Friday, June 25, 2010

dsh and TABLE CHECKSUM

So running through some various tasks, I'm finally on the section of work where I can resurrect a script that finds inconsistent data between master-master pairs.

Let's get a quick summary to find our problems to target the script at.


dsh -ef 20 -w dbfacebook9b,dbfacebook9a -s ~/bin/execute_query.sh "FacebookShard \"CHECKSUM TABLE RollingUserLog\""
dbfacebook9b: *************************** 1. row ***************************
dbfacebook9b: Table: FacebookShard.RollingUserLog
dbfacebook9b: Checksum: 538386033
dbfacebook9a: *************************** 1. row ***************************
dbfacebook9a: Table: FacebookShard.RollingUserLog
dbfacebook9a: Checksum: 538386033


not bad.

CHECKSUM TABLE uses a ACCUM algorithm to determine the table checksum. This gives a good fast snapshot in a shared lock mode so writes do not stop while doing a checksum (this is in the context of INNODB). RollingUserLog gets nearly 700 writes per sec per box (No alerts).

But what if there is a problem

# dsh -ef 20 -w dbfacebook38b,dbfacebook38a -s ~/bin/execute_query.sh "FacebookShard \"CHECKSUM TABLE SimulatedProblem\""
dbfacebook38b: *************************** 1. row ***************************
dbfacebook38b: Table: FacebookShard.SimulatedProblem
dbfacebook38b: Checksum: 660032421
dbfacebook38a: *************************** 1. row ***************************
dbfacebook38a: Table: FacebookShard.SimulatedProblem
dbfacebook38a: Checksum: 2533654621


Well let's see if there is a row count mismatch


# dsh -ef 20 -w dbfacebook38b,dbfacebook38a -s ~/bin/execute_query.sh "FacebookShard \"SELECT COUNT(*) FROM SimulatedProblem\""
dbfacebook38b: *************************** 1. row ***************************
dbfacebook38b: COUNT(*): 64358
dbfacebook38a: *************************** 1. row ***************************
dbfacebook38a: COUNT(*): 64358



Ah so the data is inconsistent, we are not missing rows but 1 or more rows have different values. Now time to find it.

To resurrect my script now that I know what table is messed up:

Algorithm is this:

open connection to both servers - fork
compare the data by scanning the table via a index walk
crc32/md5/hash the rows
compare columns
if (dbfacebook38b.hash != dbfacebook38a.hash)
mark row and record primary key to track position

print report

but wait why polish up my script when I can use a formal one that does the job great!

@see

mk-table-checksum
mk-table-sync

# fixes the issue

mk-table-sync h=dbfacebook38a,u=$USER,p=$PASS,D=FacebookShard,t=SimulatedProblem h=dbfacebook38b --execute --no-check-slave


maatkit is awesome. Nearly every problem that I run into and built a script for has been formalized. I'm going to muster up some time and contribute to this toolkit like add my binary log rotate which makes sure that the slaves are caught up to the binary file that is being purged.

Monday, June 07, 2010

Review of High Availability MySQL Cookbook by Packt Publishing


A few months ago, I reviewed MySQL Admin Cookbook. Today I am reviewing High Availability MySQL Cookbook from Packt Publishing by Alex Davies. Overall, I found the book to contain some good hidden Gems.

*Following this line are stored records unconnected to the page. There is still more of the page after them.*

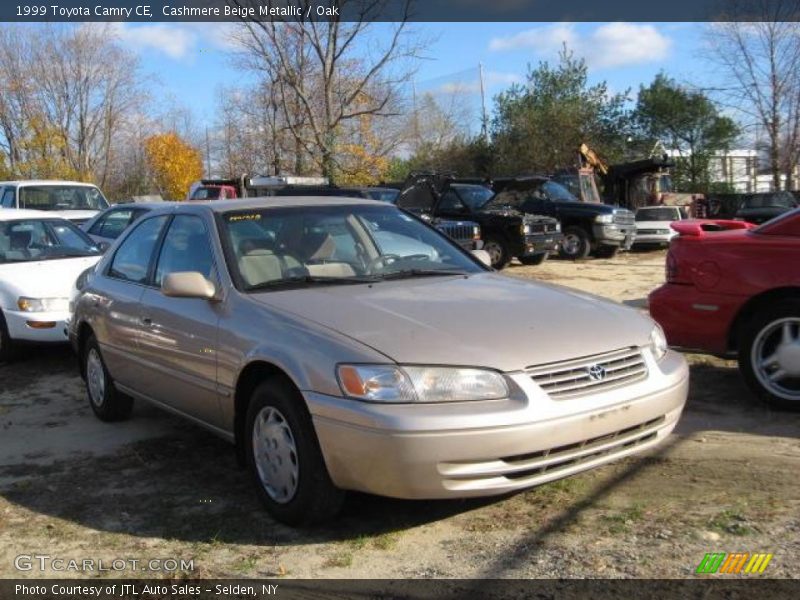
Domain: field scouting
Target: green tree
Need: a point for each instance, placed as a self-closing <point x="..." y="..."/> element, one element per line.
<point x="539" y="125"/>
<point x="688" y="122"/>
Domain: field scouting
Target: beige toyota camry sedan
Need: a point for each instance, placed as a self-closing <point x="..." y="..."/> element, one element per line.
<point x="346" y="345"/>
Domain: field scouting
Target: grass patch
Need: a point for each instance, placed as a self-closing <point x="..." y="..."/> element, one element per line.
<point x="343" y="559"/>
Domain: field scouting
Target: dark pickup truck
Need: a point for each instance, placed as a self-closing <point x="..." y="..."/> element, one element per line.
<point x="506" y="233"/>
<point x="588" y="227"/>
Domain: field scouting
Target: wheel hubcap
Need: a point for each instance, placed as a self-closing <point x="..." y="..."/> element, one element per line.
<point x="275" y="455"/>
<point x="95" y="377"/>
<point x="775" y="357"/>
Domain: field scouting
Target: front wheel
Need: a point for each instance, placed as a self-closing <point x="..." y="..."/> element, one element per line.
<point x="576" y="244"/>
<point x="498" y="251"/>
<point x="769" y="354"/>
<point x="106" y="401"/>
<point x="534" y="260"/>
<point x="285" y="459"/>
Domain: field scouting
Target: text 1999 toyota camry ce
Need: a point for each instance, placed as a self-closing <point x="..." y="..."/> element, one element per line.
<point x="285" y="326"/>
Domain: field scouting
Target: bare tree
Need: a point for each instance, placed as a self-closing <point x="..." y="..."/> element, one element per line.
<point x="762" y="59"/>
<point x="327" y="74"/>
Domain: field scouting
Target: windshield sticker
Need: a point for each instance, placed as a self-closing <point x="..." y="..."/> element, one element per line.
<point x="250" y="217"/>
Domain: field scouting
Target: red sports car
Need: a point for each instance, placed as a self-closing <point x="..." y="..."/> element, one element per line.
<point x="733" y="289"/>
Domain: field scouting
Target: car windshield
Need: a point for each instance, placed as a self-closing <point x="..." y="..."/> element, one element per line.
<point x="29" y="240"/>
<point x="300" y="246"/>
<point x="780" y="200"/>
<point x="474" y="196"/>
<point x="61" y="197"/>
<point x="656" y="214"/>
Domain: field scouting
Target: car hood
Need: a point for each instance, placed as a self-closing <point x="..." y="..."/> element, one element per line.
<point x="485" y="320"/>
<point x="653" y="224"/>
<point x="42" y="279"/>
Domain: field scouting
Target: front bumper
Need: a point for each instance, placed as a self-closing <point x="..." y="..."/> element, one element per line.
<point x="44" y="327"/>
<point x="487" y="448"/>
<point x="539" y="243"/>
<point x="611" y="234"/>
<point x="694" y="319"/>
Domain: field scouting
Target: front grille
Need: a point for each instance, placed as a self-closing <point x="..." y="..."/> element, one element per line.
<point x="458" y="231"/>
<point x="624" y="217"/>
<point x="572" y="378"/>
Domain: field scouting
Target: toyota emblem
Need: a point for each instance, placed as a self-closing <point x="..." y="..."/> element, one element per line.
<point x="596" y="372"/>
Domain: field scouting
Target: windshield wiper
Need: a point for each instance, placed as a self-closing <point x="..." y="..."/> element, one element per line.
<point x="310" y="280"/>
<point x="409" y="273"/>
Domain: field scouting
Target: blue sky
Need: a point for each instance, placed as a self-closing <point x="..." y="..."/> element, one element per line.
<point x="188" y="62"/>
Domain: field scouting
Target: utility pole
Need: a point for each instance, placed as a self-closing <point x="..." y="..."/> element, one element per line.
<point x="485" y="119"/>
<point x="208" y="155"/>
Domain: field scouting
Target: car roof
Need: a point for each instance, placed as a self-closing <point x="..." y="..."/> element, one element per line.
<point x="223" y="206"/>
<point x="47" y="182"/>
<point x="16" y="214"/>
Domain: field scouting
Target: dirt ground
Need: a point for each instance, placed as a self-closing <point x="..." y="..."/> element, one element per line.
<point x="157" y="488"/>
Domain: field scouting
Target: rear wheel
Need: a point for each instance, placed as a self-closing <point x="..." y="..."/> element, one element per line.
<point x="6" y="345"/>
<point x="769" y="354"/>
<point x="106" y="402"/>
<point x="576" y="243"/>
<point x="285" y="459"/>
<point x="498" y="251"/>
<point x="534" y="260"/>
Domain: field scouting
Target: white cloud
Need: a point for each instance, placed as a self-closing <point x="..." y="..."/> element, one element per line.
<point x="607" y="46"/>
<point x="176" y="40"/>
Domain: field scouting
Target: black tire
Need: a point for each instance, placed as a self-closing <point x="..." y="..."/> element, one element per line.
<point x="534" y="260"/>
<point x="6" y="345"/>
<point x="108" y="403"/>
<point x="760" y="338"/>
<point x="498" y="250"/>
<point x="278" y="419"/>
<point x="606" y="251"/>
<point x="576" y="244"/>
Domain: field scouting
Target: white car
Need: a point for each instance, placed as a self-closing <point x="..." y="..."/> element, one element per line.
<point x="72" y="200"/>
<point x="653" y="224"/>
<point x="41" y="256"/>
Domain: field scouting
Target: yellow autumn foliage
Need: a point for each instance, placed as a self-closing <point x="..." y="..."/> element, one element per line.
<point x="175" y="164"/>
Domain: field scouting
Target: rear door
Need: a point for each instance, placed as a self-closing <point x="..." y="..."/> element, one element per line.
<point x="179" y="335"/>
<point x="116" y="300"/>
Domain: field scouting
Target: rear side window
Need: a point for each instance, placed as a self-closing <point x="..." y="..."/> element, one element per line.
<point x="186" y="248"/>
<point x="9" y="198"/>
<point x="112" y="224"/>
<point x="132" y="259"/>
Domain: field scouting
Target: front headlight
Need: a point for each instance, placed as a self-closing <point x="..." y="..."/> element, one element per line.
<point x="658" y="342"/>
<point x="388" y="383"/>
<point x="42" y="304"/>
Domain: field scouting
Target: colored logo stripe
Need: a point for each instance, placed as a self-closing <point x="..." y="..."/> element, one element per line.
<point x="734" y="563"/>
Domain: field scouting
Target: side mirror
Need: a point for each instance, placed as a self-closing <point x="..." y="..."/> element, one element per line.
<point x="483" y="256"/>
<point x="189" y="284"/>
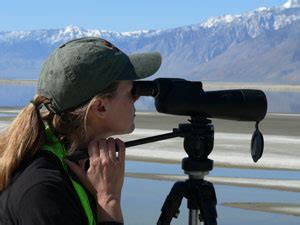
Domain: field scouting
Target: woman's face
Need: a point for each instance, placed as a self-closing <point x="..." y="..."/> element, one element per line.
<point x="121" y="110"/>
<point x="117" y="113"/>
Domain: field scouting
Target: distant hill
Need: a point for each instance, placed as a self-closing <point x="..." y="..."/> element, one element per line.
<point x="258" y="46"/>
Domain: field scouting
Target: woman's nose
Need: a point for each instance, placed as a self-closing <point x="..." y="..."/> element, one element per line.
<point x="135" y="98"/>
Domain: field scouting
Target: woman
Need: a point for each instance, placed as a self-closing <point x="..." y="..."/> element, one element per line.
<point x="83" y="97"/>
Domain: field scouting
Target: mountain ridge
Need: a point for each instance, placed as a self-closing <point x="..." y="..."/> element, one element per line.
<point x="204" y="51"/>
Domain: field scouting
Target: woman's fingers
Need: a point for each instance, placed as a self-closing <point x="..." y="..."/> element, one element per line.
<point x="93" y="149"/>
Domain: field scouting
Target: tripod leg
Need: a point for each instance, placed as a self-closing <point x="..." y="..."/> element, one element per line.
<point x="172" y="203"/>
<point x="203" y="193"/>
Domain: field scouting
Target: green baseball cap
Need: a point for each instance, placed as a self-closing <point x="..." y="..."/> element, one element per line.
<point x="80" y="69"/>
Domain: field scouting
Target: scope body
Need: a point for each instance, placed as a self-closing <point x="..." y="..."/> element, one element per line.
<point x="182" y="97"/>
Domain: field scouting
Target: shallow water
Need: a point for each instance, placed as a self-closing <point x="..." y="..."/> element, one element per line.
<point x="146" y="167"/>
<point x="142" y="199"/>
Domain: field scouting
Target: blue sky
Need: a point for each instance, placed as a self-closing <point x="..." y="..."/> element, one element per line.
<point x="118" y="15"/>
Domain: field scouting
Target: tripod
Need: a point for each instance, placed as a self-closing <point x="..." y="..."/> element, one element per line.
<point x="198" y="143"/>
<point x="200" y="194"/>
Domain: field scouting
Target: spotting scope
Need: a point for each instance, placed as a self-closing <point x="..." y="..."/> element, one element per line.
<point x="187" y="98"/>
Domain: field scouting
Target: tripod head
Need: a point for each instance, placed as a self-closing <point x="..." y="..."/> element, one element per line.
<point x="182" y="97"/>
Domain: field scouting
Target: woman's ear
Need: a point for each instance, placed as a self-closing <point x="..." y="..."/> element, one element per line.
<point x="99" y="107"/>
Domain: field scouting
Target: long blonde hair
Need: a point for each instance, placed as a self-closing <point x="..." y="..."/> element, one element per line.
<point x="26" y="134"/>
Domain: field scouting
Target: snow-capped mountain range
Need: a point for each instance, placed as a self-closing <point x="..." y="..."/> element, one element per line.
<point x="258" y="46"/>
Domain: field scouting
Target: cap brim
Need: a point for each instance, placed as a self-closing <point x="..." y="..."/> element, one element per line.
<point x="144" y="64"/>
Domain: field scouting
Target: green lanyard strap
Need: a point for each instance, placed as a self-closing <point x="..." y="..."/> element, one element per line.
<point x="59" y="150"/>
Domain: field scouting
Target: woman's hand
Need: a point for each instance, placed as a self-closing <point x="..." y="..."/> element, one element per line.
<point x="105" y="176"/>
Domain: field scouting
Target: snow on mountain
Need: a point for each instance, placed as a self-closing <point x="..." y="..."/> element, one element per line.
<point x="185" y="49"/>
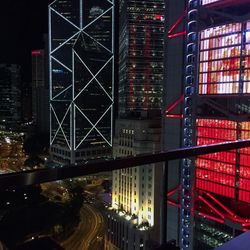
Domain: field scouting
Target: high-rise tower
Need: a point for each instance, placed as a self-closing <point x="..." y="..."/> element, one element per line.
<point x="81" y="79"/>
<point x="216" y="101"/>
<point x="135" y="220"/>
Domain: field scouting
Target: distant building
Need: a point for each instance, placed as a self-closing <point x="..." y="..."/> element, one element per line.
<point x="40" y="91"/>
<point x="141" y="53"/>
<point x="10" y="95"/>
<point x="134" y="219"/>
<point x="136" y="192"/>
<point x="81" y="79"/>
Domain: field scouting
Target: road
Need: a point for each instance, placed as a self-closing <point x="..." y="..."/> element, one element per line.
<point x="89" y="235"/>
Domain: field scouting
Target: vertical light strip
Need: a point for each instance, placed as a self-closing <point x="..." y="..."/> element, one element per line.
<point x="50" y="76"/>
<point x="81" y="15"/>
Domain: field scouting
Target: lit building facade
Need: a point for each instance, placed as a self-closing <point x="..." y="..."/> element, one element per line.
<point x="216" y="109"/>
<point x="140" y="56"/>
<point x="136" y="195"/>
<point x="40" y="91"/>
<point x="10" y="95"/>
<point x="81" y="79"/>
<point x="134" y="222"/>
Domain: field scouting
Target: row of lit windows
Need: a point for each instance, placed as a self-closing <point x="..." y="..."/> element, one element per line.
<point x="218" y="166"/>
<point x="221" y="30"/>
<point x="204" y="2"/>
<point x="216" y="172"/>
<point x="219" y="69"/>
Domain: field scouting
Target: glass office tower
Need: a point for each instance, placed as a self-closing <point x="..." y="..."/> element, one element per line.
<point x="140" y="56"/>
<point x="216" y="109"/>
<point x="81" y="79"/>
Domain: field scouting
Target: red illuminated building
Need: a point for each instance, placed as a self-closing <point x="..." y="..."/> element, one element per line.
<point x="216" y="109"/>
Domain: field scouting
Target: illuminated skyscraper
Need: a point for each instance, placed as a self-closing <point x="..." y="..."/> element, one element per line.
<point x="214" y="188"/>
<point x="141" y="56"/>
<point x="135" y="220"/>
<point x="10" y="95"/>
<point x="81" y="79"/>
<point x="40" y="91"/>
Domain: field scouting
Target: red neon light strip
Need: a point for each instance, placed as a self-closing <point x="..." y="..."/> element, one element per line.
<point x="172" y="191"/>
<point x="177" y="22"/>
<point x="220" y="204"/>
<point x="212" y="207"/>
<point x="176" y="102"/>
<point x="233" y="217"/>
<point x="211" y="217"/>
<point x="36" y="52"/>
<point x="173" y="204"/>
<point x="178" y="34"/>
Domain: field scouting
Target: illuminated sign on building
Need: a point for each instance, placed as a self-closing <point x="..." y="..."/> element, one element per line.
<point x="224" y="55"/>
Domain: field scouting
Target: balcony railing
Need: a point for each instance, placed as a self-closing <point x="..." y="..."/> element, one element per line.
<point x="38" y="176"/>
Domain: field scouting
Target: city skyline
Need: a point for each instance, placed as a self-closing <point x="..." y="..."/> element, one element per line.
<point x="179" y="74"/>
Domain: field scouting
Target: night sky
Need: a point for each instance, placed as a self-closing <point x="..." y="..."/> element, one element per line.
<point x="22" y="25"/>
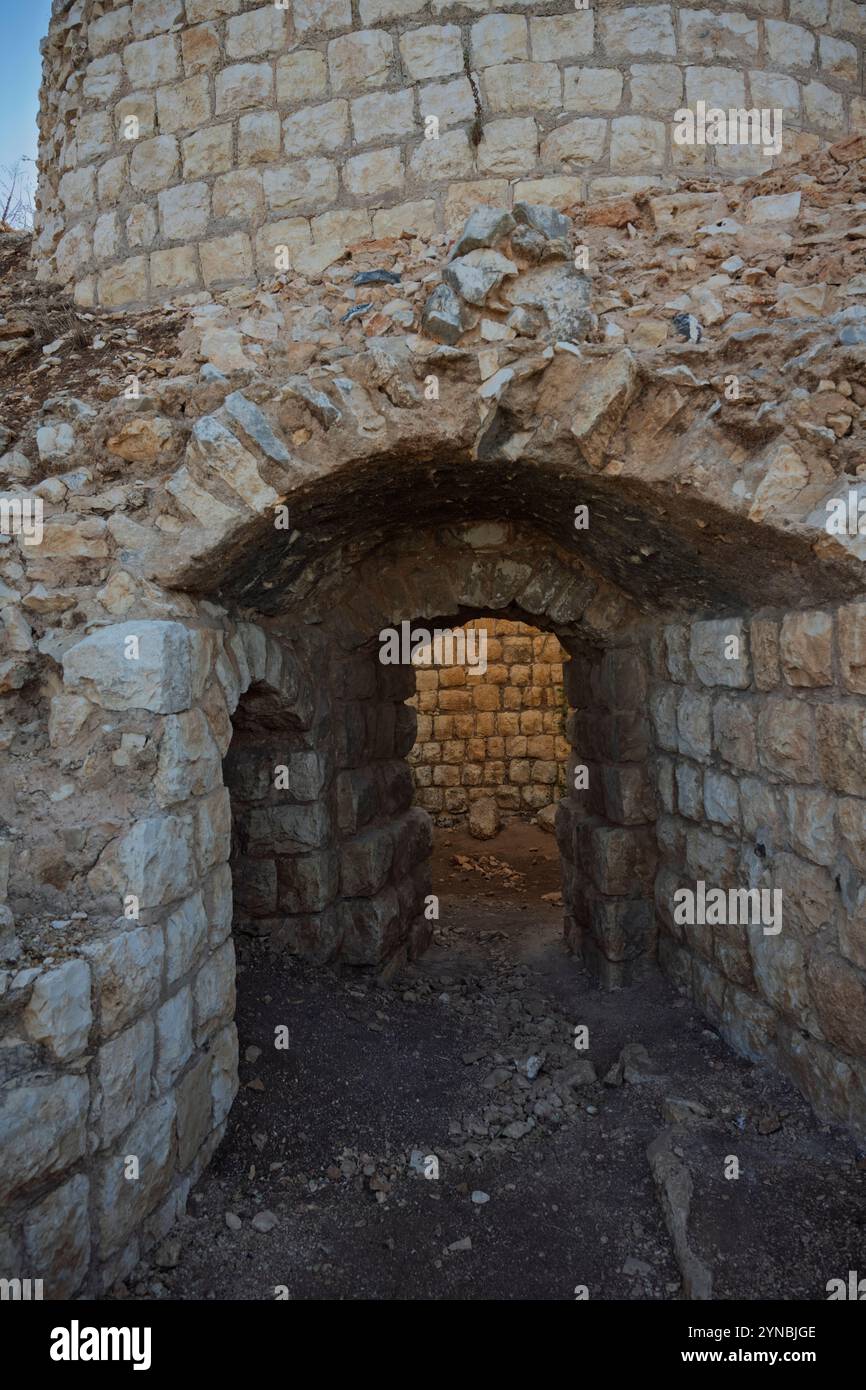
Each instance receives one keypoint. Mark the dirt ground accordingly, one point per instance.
(542, 1180)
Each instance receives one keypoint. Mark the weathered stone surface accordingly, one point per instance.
(806, 648)
(720, 653)
(59, 1009)
(127, 972)
(124, 1077)
(153, 861)
(143, 665)
(57, 1237)
(42, 1130)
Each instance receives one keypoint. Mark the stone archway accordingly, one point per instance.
(134, 1025)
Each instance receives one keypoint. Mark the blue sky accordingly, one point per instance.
(22, 24)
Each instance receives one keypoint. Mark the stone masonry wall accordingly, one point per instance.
(496, 734)
(196, 143)
(761, 783)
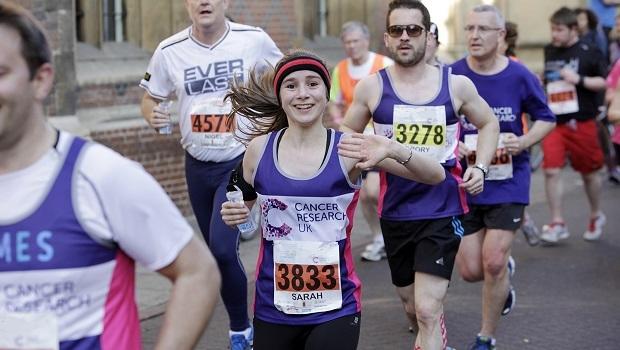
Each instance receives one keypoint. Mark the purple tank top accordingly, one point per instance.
(431, 128)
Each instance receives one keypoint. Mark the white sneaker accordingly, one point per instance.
(254, 215)
(554, 232)
(595, 229)
(375, 251)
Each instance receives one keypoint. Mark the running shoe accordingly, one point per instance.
(511, 298)
(530, 231)
(595, 229)
(512, 266)
(554, 232)
(254, 215)
(483, 343)
(242, 340)
(614, 177)
(375, 251)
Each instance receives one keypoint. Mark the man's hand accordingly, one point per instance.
(513, 144)
(570, 76)
(234, 213)
(155, 116)
(368, 149)
(473, 181)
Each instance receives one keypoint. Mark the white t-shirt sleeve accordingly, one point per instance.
(156, 80)
(270, 53)
(118, 201)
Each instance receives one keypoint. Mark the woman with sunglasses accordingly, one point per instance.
(305, 177)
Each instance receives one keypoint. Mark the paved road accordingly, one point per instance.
(568, 296)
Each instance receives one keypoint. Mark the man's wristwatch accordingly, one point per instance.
(484, 169)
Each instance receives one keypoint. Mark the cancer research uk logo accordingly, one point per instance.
(270, 230)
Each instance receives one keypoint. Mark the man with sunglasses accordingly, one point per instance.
(495, 214)
(412, 102)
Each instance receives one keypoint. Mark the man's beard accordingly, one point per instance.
(418, 55)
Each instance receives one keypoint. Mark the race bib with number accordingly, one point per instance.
(208, 122)
(422, 128)
(306, 276)
(501, 165)
(21, 331)
(562, 97)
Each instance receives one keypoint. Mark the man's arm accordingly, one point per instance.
(151, 112)
(196, 284)
(480, 114)
(358, 114)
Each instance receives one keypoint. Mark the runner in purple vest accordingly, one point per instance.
(417, 105)
(305, 177)
(74, 216)
(495, 214)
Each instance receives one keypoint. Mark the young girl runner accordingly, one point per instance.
(305, 176)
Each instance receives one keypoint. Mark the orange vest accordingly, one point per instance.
(347, 84)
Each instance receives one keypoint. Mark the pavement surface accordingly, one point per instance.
(568, 296)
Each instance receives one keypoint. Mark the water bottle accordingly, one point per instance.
(165, 107)
(235, 195)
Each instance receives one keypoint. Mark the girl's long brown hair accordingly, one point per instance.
(256, 100)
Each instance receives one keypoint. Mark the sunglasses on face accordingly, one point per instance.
(413, 30)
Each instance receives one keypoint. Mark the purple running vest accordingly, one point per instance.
(314, 209)
(49, 263)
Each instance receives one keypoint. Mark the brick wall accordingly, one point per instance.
(57, 18)
(276, 17)
(105, 95)
(161, 156)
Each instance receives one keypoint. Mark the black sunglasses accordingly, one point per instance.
(413, 30)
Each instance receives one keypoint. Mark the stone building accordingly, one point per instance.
(101, 49)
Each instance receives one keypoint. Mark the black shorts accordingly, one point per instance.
(341, 333)
(370, 170)
(507, 217)
(428, 246)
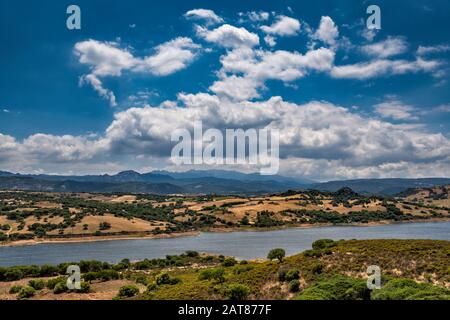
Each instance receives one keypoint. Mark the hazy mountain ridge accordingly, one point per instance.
(203, 182)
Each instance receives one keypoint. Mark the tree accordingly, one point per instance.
(277, 253)
(26, 292)
(237, 292)
(36, 284)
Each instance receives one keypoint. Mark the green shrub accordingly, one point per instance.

The book is a mixture of MySQL Cluster (NDB), Replication schemes, some performance tuning, some minor kernel tweaking, and some more exotic approaches to common High Availability problems. Overall, I found this book very informative and a good read.
Now the specifics, the book starts out on NDB and stays focused on this fact for about 60% of the book. The next 20% is on mySQL replication then about 10% of the book is on tweaking kernel, mysql, network settings to get the most out of the system. The last 10% is a mixture of uses of exotic systems such as GFS, Conga, ISCSI and how to use these shared storage techs with mySQL.

High Availability MySQL Cookbook, is a good read, and jogged my memory on NDB (since I do not use it on a day-to-day basis). If you are looking for a good reference on how to get an HA system up then this is a good book for you. If you are looking for why to use NDB over mySQL multi-master replication, this is not a book for you. The “why-to-use-this-over-that” is not the scope of the book. The drawbacks and concerns of what technology to use are not a focus of this book, and should not be. It is assumed that the reader knows which direction to go into for the most part or gives the reader enough information to set up and environment to see which way to go.

In conclusion, I like this book. I think it is rather concise, and right to the point, which either gets you started into building HA systems or gives you a good reference for an existing HA environment.